La junte affronte une opposition armée généralisée, elle a annoncé ce 2 septembre que les trois principaux groupes armés issus de minorités ethniques combattant l’armée dans l’État Shan avaient été officiellement classés organisations « terroristes » et ceux qui les soutiennent ou sont en contact sont désormais passible de poursuites judiciaires.

Deux ans jour pour jour après le coup d’État, la junte birmane a annoncé mercredi la prolongation de l’état d’urgence pour six mois. Dans le centre de Rangoon, la capitale économique et la plus grande ville du pays, des manifestants ont déployé des bannières sur plusieurs ponts, appelant les gens à rejoindre la révolution. Les militants ont appelé les habitants à fermer les commerces et à ne pas sortir dans les rues ce mercredi de 10 heures à 16 heures.
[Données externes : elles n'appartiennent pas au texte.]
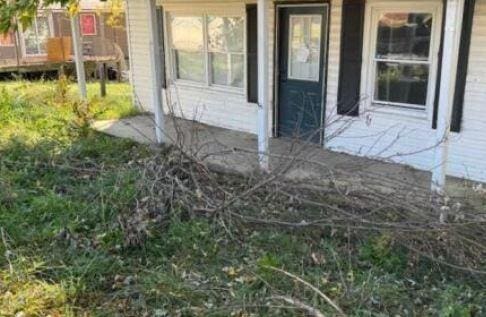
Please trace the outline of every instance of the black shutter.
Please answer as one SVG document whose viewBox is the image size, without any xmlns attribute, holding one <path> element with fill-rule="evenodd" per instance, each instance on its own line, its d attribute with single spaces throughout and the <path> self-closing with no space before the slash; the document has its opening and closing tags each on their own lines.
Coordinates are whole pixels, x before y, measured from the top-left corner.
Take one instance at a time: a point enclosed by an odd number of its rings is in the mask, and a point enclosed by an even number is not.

De fait, les rues d’ordinaires très animées de Rangoon, étaient calmes 1er février. Des images partagées sur les réseaux sociaux montrent les rues complètement vides, ce qui est confirmé par les logiciels de veille de la circulation. Les grandes villes n’ont pas été les seules à participer à la manifestation. Même les habitants de petites villes rurales ont observé cette « grève silencieuse ».
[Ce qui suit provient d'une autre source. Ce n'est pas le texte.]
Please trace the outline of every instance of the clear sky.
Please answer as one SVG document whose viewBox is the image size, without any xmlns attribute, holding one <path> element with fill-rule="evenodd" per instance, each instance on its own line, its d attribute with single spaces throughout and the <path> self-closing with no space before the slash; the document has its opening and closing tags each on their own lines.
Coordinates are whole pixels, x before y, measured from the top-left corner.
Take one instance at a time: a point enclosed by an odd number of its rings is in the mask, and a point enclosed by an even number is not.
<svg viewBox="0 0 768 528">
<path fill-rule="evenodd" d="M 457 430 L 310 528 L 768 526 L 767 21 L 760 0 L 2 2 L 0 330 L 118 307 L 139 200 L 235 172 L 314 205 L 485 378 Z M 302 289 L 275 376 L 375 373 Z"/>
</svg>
Quatre prisonniers politiques, dont la mise à mort prochaine avait été annoncée le 4 juin, ont été pendus a communiqué le quotidien officiel du régime. Deux des prisonniers sont des figures très plus connues : le militant et écrivain Ko Jimmy, de son vrai nom Kyaw Min Yu, 53 ans, était un ancien leader étudiant du soulèvement de 1988. Il avait déjà passé plus de quinze années en détention, entre 1988 et 2012. Le second, le chanteur Zayar Thaw, 41 ans, est le cofondateur du premier groupe de hip-hop birman, Acid. Emprisonné de 2008 à 2011 pour avoir mené une campagne de graffitis contre la junte d’alors, il avait siégé comme député de la Ligue nationale pour la démocratie à partir de 2012.
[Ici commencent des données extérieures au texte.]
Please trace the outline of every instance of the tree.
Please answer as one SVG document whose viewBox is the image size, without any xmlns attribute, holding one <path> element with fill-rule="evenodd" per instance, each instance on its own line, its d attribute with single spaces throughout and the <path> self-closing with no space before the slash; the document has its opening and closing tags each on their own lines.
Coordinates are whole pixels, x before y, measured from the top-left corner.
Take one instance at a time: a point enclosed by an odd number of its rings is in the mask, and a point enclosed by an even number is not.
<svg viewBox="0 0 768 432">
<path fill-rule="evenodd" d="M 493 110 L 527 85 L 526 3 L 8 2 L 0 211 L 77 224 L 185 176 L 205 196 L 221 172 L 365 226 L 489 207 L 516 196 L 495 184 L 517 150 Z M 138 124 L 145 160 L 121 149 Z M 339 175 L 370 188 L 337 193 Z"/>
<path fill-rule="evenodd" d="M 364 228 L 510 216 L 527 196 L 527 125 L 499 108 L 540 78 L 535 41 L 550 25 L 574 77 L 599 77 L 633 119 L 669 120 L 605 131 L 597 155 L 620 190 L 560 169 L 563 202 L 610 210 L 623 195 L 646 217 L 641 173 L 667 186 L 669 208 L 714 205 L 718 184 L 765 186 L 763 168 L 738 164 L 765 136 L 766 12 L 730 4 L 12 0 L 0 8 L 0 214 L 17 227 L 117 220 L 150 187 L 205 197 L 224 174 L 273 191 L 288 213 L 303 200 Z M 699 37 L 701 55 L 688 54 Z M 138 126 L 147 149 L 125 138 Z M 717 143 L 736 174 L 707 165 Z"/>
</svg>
Arrêtés fin 2021, ils avaient été condamnés, en janvier, pour avoir « donné des directives, effectué les arrangements et commis des conspirations pour [mettre en œuvre] des actes inhumains de terreur ». Zayar Thaw était ainsi accusé d’avoir orchestré dans un train de Rangoun une attaque qui a tué cinq policiers. Les deux autres prisonniers, accusés d’avoir assassiné une informatrice présumée, s’appelaient Hla Myo Aung et Aung Thura Zaw.

 

En Birmanie des « groupes de défense » ont été constitués par des militants opposés au putsch du 1er février. Dotés de fusils de chasse et d’armes artisanales, ils s’opposent aux forces militaires. La région autour de Saigaing (centre) connaît en particulier une multiplication d’escarmouches entre ces groupes et des militaires.  C’est lors d’un affrontement de ce type que 25 combattants et civils opposés au coup d’État ont été tués par l’armée dimanche 4 juillet.

 

 

Samedi 27 mars, des manifestations se sont à nouveau tenues dans les différentes villes du pays. Les militants avaient appelé à une grande mobilisation ce samedi 27 mars, « journée des forces armées », où un grand défilé militaire est organisé dans la capitale Naypyidaw. Les forces de sécurité déployées dans les différentes villes ont commencé à réprimer avant même le début des manifestations. En fin de journée, on comptait près de 110 personnes tuées, journée la plus sanglante depuis le 1er février. Au total, depuis cette date, plus de 400 personnes ont été tuées et plus de 3 000 ont été arrêtées.

 

Myanmar - 27 mars 2021

Dimanche, le quartier industriel de Hlaing Tharyar, à Rangoun, a été le théâtre d’affrontements entre forces armées et manifestants, parmi les plus sanglants depuis le coup d’État du 1er février. Accusant la Chine de soutenir la junte militaire, les manifestants ont volontairement incendié plusieurs dizaines d’entreprises chinoises dans ce quartier pauvre de la ville. Face aux manifestants, les militaires ont ouvert le feu, tuant au moins 22 civils, auxquels s’ajoutent 16 décès dans différentes villes du pays, ainsi que celui d’un policier, le deuxième depuis le coup d’État. Ces 39 morts font de dimanche la journée la plus sanglante depuis le début du mouvement de protestation. Ils portent à 138 le bilan humain officiel de la répression. Après avoir décrété la loi martiale dans deux quartiers de Rangoun dimanche soir, la junte militaire a fait savoir lundi matin que cinq autres de l’ex-capitale étaient désormais concernés, ainsi que certains quartiers de la ville de Mandalay.